A high court of ecclesiastical jurisdiction, with a host
of great lawyers in battle array, is and, for Heaven knows how long,
will be, occupied with these very questions of "washing of cups and
pots and brazen vessels," which the Master, whose professed
representatives are rending the Church over these squabbles, had in
his mind when, as we are told, he uttered the scathing rebuke:--
Well did Isaiah prophesy of you hypocrites, as it is written,
This people honoureth me with their lips,
But their heart is far from me.
But in vain do they worship me,
Teaching as their doctrines the precepts of men.
(Mark vii. 6-7.)
Men who can be absorbed in bickerings over miserable disputes of this
kind can have but little sympathy with the old evangelical doctrine of
the "open Bible," or anything but a grave misgiving of the results of
diligent reading of the Bible, without the help of ecclesiastical
spectacles, by the mass of the people. Greatly to the surprise of many
of my friends, I have always advocated the reading of the Bible, and
the diffusion of the study of that most remarkable collection of books
among the people.
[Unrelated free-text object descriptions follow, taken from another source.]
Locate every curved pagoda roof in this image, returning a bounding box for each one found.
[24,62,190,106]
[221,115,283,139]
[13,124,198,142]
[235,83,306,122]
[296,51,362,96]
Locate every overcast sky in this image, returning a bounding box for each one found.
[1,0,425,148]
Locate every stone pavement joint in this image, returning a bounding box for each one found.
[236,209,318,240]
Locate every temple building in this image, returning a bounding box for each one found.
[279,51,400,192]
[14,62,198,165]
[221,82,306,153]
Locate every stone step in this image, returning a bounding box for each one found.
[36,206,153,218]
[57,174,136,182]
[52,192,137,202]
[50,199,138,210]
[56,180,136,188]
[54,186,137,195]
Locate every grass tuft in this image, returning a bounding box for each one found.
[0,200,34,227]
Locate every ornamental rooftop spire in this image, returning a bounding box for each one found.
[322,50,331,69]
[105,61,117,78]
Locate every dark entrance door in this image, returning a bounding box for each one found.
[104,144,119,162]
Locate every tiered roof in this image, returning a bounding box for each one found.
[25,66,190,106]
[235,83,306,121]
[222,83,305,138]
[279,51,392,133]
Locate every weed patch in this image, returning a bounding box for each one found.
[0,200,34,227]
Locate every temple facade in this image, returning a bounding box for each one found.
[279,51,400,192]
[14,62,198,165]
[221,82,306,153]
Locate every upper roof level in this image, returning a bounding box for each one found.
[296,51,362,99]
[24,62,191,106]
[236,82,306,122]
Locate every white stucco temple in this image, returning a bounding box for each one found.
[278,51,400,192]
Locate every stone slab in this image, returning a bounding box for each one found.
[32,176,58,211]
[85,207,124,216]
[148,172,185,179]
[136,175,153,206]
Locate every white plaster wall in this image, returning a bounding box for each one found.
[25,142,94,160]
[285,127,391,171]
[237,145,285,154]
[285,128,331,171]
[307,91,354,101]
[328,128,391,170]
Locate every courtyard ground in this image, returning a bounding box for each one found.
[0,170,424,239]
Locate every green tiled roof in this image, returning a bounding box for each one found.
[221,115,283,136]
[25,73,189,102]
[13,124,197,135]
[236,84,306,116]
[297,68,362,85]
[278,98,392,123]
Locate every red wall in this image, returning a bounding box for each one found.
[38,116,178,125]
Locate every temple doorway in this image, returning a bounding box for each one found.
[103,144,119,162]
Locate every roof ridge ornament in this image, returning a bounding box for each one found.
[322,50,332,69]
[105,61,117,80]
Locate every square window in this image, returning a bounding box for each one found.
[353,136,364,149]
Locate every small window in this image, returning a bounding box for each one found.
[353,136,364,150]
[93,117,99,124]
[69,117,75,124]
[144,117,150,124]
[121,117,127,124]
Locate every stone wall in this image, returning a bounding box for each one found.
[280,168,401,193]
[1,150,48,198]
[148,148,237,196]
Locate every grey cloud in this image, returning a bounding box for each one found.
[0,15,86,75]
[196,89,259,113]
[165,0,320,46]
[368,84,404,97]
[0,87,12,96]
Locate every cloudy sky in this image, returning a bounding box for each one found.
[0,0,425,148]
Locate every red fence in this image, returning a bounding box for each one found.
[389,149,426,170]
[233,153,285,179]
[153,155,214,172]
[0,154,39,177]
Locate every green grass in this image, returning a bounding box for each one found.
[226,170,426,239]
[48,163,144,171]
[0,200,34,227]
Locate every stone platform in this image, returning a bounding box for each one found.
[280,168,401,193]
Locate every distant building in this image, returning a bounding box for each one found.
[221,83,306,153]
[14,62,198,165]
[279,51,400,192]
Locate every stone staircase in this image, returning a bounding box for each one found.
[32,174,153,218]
Its teachings are so infinitely superior to those of
the sects, who are just as busy now as the Pharisees were eighteen
hundred years ago, in smothering them under "the precepts of men"; it
is so certain, to my mind, that the Bible contains within itself the
refutation of nine-tenths of the mixture of sophistical metaphysics
and old-world superstition which has been piled round it by the
so-called Christians of later times; it is so clear that the only
immediate and ready antidote to the poison which has been mixed with
Christianity, to the intoxication and delusion of mankind, lies in
copious draughts from the undefiled spring, that I exercise the right
and duty of free judgment on the part of every man, mainly for the
purpose of inducing other laymen to follow my example.